Nachdem mein Wecker nun schon ein zweites Mal geklingelt hatte, entschloss ich mich, nun endlich aufzustehen. Schnell hob ich die Bettdecke an, um meine Beine auf dem Boden aufzusetzen. Mit einem Schwung stand ich, noch mit wackeligen Beinen, auf und watschelte zur Couch, auf der ich schon meine Klamotten für den heutigen Tag gelegt hatte. Ein schwarzes Top, darauf einen schwarzen Bolero und eine schwarze Jeans. Mit einem gezielten Griff hatte ich alle Kleidungsstücke in der Hand und tapste barfuss hinunter in die Wohnung meiner Eltern. Im Bad zog ich mich um und legte mein Lederband mit der Rabenfeder um den Hals, gefolgt von meinem braunen Lederarmband. „Schätzchen!“, rief die hohe Stimme meiner Mutter. In Eile strich ich mir den schwarzen Kajal um die Augen, ehe ich mit einem „Ja, ich komme!“, antwortete und mich zu ihr ins Esszimmer begab.

 

Als ich das helle Zimmer betrat, in dessen Mitte ein großer Tisch stand, saß Sie kerzengrade am Tischende und trank ihren Tee. Die hellbraunen Haare trug sie wie immer zu einer einfachen Hochsteckfrisur, welche sie noch viel strenger erscheinen ließ, wie ich seit eh und je empfand.
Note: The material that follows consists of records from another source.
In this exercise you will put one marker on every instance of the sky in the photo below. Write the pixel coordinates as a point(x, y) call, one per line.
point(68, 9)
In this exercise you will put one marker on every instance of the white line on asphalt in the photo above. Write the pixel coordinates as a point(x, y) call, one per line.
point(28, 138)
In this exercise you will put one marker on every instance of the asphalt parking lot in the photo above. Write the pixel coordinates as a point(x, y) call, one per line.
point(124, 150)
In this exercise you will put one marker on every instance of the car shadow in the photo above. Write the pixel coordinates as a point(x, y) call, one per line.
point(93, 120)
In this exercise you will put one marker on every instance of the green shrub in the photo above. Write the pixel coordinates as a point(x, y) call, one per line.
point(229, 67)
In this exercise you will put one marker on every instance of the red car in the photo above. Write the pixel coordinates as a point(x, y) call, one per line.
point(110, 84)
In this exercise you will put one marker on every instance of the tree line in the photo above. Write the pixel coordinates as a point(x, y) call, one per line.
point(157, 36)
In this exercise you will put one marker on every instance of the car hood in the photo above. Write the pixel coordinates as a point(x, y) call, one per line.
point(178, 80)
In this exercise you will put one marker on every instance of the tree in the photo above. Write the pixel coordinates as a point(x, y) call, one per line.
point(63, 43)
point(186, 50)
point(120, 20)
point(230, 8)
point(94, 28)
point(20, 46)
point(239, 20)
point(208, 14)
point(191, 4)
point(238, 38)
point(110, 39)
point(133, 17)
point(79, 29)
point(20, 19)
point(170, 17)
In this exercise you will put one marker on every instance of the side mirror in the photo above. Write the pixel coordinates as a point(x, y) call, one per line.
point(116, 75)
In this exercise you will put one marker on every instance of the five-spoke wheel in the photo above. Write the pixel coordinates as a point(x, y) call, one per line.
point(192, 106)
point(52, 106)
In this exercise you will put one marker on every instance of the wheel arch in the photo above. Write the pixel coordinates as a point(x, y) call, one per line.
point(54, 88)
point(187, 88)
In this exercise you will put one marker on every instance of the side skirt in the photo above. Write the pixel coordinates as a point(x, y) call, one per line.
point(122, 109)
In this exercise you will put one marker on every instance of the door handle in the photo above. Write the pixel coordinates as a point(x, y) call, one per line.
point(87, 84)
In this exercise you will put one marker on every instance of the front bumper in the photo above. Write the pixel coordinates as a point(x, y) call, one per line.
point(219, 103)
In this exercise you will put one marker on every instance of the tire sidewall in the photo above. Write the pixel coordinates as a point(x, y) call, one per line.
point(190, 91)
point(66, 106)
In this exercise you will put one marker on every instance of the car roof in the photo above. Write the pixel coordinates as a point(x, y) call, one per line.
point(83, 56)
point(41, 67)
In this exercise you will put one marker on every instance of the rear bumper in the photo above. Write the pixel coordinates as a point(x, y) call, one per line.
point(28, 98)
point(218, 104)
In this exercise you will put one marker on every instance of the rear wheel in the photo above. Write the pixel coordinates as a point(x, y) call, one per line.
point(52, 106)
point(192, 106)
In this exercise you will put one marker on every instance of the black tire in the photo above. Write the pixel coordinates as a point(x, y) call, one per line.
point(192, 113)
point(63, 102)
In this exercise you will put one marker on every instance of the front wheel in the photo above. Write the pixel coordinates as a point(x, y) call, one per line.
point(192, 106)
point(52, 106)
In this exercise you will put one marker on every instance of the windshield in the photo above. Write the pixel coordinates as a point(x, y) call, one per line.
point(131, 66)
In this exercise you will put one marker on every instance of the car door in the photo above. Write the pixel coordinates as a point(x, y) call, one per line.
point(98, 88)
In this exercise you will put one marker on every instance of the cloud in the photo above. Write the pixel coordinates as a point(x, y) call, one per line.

Das dunkelblaue Kostüm bestätigte diese Vermutung noch mehr und auch der Charakter meiner Mutter entsprach der typischen Vorstellung von einer adeligen Geschäftsfrau.

 

Bevor ich neben ihr Platz nahm, musterte sie mich, zog eine Augenbraue hoch und meinte abwertend: „Ich hoffe ja immer noch, dass das mit diesem Gruftidasein nur eine jugendliche Phase der Selbstfindung ist und dass du bald wieder die alte wirst. Bis dahin, guten Appetit, Liebes.“  Mittlerweile war mir das zu dumm geworden, jedes Mal meine Mutter zu verbessern, indem ich das Wort „Grufti“ als nicht passend abstempelte, sondern das Wort „Goth“ nannte und sie darauf hinwies, dass das nicht nur irgendeine Phase sei, sondern eine Lebenseinstellung und dass ich mich ohnehin schon längst selbst gefunden hätte. Schon seit mehreren Monaten wusste ich, was ich selbst darstellte: ein ruhiges, verträumtes und kreatives 16-jähriges Mädchen, die genau wusste, wen oder was sie mochte und was nicht. Dazu zählten z.B. die morgendlichen Predigten meiner Mutter. Was ich wiederrum mochte, war die große alte Bibliothek meines Vaters und das Fotografieren war ebenfalls eine meiner Leidenschaften. Daher hatte ich zu Weihnachten von meinem Vater eine Spiegelreflexkamera bekommen, mit der ich fast täglich umherzog und Fotos schoss.

 

Nun aber musste ich noch einmal ins Bad, um mir die Zähne zu putzen und die Haare zu machen.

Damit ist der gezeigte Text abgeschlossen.